Mechanical formation damage management in oil wells with finite extent hydraulic fractures and source effects using an asymptotic-perturbation method

Abstract

The petroleum industry has used hydraulic fracturing technology to solve various problems and provide an understanding of many complex issues. This work presents a new analytical model to evaluate the effective permeability response during the oil’s production through a vertical well fully penetrating a pressure-sensitive reservoir with a finite extent hydraulic fracture. The nonlinear hydraulic diffusivity equation (NHDE) is solved analytically through an integro-differential model coupled with Green’s function (GF) related to an oil source plan representing a finite extent hydraulic fracture.
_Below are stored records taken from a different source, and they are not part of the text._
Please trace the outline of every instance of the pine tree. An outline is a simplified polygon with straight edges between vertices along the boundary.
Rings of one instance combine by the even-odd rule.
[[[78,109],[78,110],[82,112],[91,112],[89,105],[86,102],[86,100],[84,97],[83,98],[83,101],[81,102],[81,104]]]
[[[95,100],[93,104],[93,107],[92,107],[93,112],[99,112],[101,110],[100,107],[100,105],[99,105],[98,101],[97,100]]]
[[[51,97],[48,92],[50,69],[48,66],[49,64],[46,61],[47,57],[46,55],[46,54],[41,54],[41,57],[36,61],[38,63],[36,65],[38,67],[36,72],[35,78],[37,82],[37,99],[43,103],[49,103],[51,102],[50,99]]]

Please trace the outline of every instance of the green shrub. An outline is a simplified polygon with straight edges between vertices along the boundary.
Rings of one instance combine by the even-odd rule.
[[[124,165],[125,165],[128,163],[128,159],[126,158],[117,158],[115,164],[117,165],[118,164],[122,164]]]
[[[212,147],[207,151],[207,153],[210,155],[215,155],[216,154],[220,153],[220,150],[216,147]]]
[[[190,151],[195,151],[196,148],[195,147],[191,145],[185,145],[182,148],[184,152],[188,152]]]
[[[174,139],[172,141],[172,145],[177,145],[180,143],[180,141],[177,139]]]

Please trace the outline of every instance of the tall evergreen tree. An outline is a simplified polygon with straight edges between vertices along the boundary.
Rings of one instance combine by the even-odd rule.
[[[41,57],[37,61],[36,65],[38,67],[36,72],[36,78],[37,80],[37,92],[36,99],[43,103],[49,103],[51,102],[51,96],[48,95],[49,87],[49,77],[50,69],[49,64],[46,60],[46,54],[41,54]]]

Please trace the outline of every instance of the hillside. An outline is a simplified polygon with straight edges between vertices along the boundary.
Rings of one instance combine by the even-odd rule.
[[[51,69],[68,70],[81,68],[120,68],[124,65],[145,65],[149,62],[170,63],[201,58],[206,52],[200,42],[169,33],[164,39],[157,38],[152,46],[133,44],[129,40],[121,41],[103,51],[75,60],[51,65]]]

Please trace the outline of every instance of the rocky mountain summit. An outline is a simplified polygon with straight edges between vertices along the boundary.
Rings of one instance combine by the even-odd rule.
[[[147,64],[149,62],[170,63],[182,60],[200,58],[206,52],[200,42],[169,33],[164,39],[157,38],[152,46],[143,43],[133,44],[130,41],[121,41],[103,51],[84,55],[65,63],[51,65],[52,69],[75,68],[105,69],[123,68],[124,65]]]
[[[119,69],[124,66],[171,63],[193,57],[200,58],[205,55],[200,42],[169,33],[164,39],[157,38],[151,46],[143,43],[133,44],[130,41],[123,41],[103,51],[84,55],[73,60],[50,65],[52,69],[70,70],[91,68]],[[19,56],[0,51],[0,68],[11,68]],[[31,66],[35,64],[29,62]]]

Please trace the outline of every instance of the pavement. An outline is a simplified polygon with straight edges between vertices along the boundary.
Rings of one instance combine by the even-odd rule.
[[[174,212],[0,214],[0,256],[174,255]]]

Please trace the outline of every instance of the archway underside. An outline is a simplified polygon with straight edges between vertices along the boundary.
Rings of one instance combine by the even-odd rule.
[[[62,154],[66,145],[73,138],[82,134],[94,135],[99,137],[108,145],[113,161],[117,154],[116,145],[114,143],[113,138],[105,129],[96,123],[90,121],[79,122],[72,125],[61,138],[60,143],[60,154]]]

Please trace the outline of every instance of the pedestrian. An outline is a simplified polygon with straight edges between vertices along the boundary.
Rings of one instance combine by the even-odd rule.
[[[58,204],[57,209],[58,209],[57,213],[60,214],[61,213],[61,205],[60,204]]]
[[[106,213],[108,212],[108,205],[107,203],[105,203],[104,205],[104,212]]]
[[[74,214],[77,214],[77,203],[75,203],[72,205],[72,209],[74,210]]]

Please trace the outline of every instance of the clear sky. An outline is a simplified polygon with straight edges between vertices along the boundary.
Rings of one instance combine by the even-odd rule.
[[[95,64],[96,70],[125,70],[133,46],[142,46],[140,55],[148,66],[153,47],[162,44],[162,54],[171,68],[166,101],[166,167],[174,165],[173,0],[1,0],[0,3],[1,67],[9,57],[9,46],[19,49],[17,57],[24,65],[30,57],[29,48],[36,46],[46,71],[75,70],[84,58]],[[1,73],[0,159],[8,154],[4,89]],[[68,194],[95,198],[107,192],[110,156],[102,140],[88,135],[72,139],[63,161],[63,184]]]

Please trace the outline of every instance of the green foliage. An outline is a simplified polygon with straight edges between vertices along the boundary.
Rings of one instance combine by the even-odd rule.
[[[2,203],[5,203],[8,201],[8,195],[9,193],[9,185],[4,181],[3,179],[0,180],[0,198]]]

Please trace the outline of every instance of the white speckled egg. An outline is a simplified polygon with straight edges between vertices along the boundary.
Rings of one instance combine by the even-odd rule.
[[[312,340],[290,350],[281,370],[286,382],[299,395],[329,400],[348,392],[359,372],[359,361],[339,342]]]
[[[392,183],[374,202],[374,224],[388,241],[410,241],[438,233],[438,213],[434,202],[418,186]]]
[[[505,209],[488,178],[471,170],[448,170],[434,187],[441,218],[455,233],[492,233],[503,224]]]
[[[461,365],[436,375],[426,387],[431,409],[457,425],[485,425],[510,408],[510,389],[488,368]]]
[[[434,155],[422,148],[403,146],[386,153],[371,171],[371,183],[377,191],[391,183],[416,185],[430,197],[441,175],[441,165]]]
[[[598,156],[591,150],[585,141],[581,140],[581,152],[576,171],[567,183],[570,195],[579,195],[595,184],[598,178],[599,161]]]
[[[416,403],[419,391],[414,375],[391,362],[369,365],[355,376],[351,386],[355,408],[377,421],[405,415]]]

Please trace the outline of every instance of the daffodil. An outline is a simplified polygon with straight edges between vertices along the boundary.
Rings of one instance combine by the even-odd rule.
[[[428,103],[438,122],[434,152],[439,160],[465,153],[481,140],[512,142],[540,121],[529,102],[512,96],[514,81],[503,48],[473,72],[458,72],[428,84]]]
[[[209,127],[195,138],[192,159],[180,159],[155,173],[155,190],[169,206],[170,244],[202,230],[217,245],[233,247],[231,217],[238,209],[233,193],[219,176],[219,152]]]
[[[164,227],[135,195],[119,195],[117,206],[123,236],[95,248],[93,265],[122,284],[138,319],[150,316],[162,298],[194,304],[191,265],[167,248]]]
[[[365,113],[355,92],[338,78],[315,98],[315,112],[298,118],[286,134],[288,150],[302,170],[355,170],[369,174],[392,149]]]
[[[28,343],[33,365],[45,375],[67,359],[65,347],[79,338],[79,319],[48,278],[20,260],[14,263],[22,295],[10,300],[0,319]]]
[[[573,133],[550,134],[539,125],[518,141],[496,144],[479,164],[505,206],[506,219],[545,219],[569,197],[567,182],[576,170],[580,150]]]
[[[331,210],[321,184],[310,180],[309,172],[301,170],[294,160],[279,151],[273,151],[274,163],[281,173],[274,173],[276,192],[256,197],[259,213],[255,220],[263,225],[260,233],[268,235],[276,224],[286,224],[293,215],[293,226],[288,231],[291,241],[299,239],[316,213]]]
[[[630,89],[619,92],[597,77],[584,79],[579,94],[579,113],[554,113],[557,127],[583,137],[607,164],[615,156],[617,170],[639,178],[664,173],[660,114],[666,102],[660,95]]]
A new effective hydraulic diffusivity deviator factor is also derived to represent the permeability loss as a function of the pore pressure throughout the well-reservoir life cycle. For this oil flow modeling, the general solution is expressed by the sum of the linear solution (constant permeability) plus a corrective term given by the combination of the exponential function Ei(xD,yD,tD) and the complementary error function erfc(xD,yD,tD). The proposed model is implemented in Matlab software to evaluate the effect of the effective deviator factor in the permeability response over the oil’s production period. The model calibration is performed through a numerical oil flow simulator, widely used in the petroleum industry, and the results were accurate.